I thought it was pretty funny going back and looking at the notes I took in the class. Most were readable and some were not. There was always a funny caption attached to the note I took. Soooo here's my top 10 for "Things I learned during home brewing class"

10. Don't use reverse osmosis water or distilled water - it F's the beer up
9. Don't use water from the sink - it sucks, smells bad, and has chlorine in it
8. You need a 24 quart stainless steel pot - why...Ruth knows best
7. Black canning pots are OK
6. 60 minute boils most common - don't brew unless you got time
5. If you want to add flavors in the beer aka fruit, candy - soak it in vodka before 2nd fermentation step
4. Don's black IPA is phenomenal
3. The brew shop smells really good
2. The kid behind me thinks he is running the brew class
1. Krausen is a sweet word - look it up

As you can see I started good - but was more interested in the hands on learning and the beers to keep taking notes. Luckily they gave us a cheat sheet of everything they were over, so my note taking could take a break.
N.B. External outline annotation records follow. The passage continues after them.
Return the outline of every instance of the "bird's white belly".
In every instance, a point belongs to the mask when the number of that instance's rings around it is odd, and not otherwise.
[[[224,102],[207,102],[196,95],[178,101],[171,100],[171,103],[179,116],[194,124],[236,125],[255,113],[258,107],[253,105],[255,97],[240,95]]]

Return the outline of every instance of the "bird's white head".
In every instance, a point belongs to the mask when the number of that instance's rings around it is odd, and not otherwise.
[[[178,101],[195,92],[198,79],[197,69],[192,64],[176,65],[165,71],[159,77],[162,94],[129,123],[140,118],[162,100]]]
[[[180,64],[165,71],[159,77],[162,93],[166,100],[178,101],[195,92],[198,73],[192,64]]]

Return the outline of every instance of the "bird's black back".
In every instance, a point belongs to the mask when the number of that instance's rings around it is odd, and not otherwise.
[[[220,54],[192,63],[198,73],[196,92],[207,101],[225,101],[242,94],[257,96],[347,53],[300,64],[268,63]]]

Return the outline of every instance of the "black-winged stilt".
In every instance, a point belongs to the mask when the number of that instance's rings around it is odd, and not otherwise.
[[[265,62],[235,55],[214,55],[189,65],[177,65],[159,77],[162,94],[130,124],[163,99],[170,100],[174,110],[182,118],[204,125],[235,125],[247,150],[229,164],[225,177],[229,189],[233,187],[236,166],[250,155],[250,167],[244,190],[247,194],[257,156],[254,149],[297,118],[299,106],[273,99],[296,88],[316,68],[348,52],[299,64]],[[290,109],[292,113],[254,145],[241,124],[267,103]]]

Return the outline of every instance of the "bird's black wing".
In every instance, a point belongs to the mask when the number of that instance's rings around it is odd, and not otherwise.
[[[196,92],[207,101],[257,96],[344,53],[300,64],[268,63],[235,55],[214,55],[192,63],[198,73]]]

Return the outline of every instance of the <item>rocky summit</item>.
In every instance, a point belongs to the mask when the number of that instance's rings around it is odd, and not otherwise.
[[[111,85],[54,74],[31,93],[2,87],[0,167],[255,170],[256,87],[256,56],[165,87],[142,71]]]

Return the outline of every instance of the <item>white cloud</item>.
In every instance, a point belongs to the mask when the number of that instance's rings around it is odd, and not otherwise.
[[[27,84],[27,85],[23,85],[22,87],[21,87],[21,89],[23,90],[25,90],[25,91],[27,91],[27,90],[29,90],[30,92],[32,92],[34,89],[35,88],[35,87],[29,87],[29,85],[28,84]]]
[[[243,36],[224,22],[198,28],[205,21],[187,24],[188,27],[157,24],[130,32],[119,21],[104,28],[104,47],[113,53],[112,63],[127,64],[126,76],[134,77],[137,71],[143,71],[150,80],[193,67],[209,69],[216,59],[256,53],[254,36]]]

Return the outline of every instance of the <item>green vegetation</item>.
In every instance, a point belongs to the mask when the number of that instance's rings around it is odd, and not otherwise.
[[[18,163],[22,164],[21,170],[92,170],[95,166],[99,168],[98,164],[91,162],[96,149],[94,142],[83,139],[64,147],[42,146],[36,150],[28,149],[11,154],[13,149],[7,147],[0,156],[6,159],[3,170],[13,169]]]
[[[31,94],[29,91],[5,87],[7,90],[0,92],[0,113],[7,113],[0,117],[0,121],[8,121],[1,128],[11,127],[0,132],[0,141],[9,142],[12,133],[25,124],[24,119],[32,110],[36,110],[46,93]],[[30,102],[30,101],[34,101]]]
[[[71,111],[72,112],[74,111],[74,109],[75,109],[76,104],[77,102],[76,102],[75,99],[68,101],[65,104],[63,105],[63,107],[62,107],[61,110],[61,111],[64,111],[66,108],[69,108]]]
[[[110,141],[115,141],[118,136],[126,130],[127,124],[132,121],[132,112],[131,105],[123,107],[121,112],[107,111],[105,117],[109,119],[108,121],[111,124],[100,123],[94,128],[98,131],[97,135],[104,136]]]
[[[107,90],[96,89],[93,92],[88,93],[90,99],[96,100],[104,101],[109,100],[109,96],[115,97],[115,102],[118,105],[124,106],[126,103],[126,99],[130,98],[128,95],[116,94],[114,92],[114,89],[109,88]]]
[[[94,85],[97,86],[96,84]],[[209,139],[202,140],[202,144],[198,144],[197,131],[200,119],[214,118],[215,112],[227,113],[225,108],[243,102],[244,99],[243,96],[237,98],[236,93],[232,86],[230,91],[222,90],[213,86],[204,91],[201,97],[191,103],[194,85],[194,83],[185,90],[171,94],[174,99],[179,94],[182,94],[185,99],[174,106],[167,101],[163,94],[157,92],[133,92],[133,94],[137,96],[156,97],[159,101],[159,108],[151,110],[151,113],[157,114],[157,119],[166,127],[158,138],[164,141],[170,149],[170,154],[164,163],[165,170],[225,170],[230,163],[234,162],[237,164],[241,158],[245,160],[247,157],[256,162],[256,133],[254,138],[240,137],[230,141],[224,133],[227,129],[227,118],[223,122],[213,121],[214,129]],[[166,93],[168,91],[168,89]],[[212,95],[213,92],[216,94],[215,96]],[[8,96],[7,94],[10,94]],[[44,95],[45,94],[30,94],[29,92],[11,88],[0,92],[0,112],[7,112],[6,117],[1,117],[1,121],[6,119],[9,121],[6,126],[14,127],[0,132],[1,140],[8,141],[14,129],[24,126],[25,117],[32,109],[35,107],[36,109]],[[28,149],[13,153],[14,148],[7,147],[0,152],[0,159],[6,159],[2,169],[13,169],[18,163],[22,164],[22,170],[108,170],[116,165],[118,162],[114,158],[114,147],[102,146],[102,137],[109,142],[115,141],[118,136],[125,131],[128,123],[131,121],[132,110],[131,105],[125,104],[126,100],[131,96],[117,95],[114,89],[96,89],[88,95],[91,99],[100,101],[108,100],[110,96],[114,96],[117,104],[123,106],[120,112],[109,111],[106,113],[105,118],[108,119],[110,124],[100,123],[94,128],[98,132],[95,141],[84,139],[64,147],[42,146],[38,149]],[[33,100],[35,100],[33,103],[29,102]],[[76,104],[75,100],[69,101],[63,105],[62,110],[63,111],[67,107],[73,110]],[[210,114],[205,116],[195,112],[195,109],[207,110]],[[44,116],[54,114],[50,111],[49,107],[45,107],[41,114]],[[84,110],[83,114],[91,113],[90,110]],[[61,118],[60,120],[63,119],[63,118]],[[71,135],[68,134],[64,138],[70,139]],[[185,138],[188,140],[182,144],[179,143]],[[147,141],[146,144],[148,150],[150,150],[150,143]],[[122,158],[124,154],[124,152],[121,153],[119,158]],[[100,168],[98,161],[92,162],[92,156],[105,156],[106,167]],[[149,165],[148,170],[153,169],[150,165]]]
Before I knew it, our 2 hours were up and I had to head to BC3 to watch Amanda win Miss Butler County. I'm not going to lie, this class was way more than I expected. From the beers and food, to the personal hands on training with Beth and Don, everything was great. This is my new brew shop, and they definitely won me over last night. I recommend this class to anyone interested in home brewing.The next brew class is on March 26th from 4:30 - 6:30 and it only costs $25.00. Trust me, you'll get your money's worth at this class.